BMC Cancer volume 20, Article number: 328 (2020)
The prognostic significance of TP53 concurrent mutations in patients with epidermal growth factor receptor (EGFR)- or anaplastic lymphoma kinase (ALK)- mutated advanced non–small-cell lung cancer (NSCLC) who received EGFR-tyrosine kinase inhibitors (TKIs) or ALK-TKIs based targeted therapy remains controversial. Therefore, the present meta-analysis was performed to investigate the association between TP53 concurrent mutations and prognosis of patients with advanced NSCLC undergoing EGFR-TKIs or ALK-TKIs treatments.
Eligible studies were identified by searching the online databases PubMed, Embase, Medline, The Cochrane library and Web of Science. Hazard ratios (HRs) with 95% confidence intervals (CIs) were calculated to clarify the correlation between TP53 mutation status and prognosis of patients. This meta-analysis was conducted according to the Preferred Reporting Items for Systematic Reviews and Meta-Analyses (PRISMA) statement.

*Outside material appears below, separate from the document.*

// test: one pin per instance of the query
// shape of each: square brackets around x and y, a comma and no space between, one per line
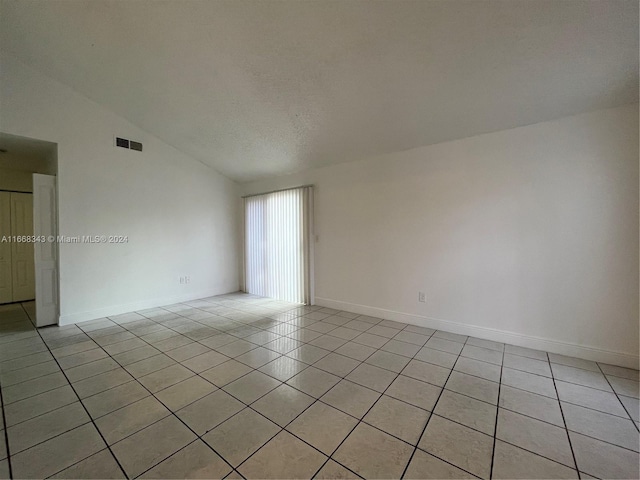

In total, 15 studies with 1342 patients were included for final analysis. Overall, concurrent TP53 mutation was associated with unfavorable progression-free survival (PFS) (HR = 1.88, 95%CI: 1.59–2.23, p < 0.001, I2 = 0.0%, P = 0.792) and overall survival (OS) (HR = 1.92, 95%CI: 1.55–2.38, p < 0.001, I2 = 0.0%, P = 0.515). Subgroup analysis based on type of targeted therapy (EGFR-TKIs or ALK-TKIs, pathological type of cancer (adenocarcinoma only or all NSCLC subtypes) and line of treatment (first-line only or all lines) all showed that TP53 mutations was associated with shorter survivals of patients with EGFR-TKIs or ALK-TKIs treatments. Particularly, in patients with first-line EGFR-TKIs treatment, significantly poorer prognosis was observed in patients with TP53 concurrent mutations (pooled HR for PFS: 1.69, 95% CI 1.25–2.27, P < 0.001, I2 = 0.0%, P = 0.473; pooled HR for OS: 1.94, 95% CI 1.36–2.76, P < 0.001, I2 = 0.0%, P = 0.484). Begg’s funnel plots and Egger’s tests indicated no significant publication bias in this study.
This meta-analysis indicated that concurrent TP53 mutations was a negative prognostic factor and associated with poorer outcomes of patients with EGFR-TKIs or ALK-TKIs treatments in advanced NSCLC. In addition, our study provided evidence that TP53 mutations might be involved in primary resistance to EGFR-TKIs treatments in patients with sensitive EGFR mutations in advanced NSCLC.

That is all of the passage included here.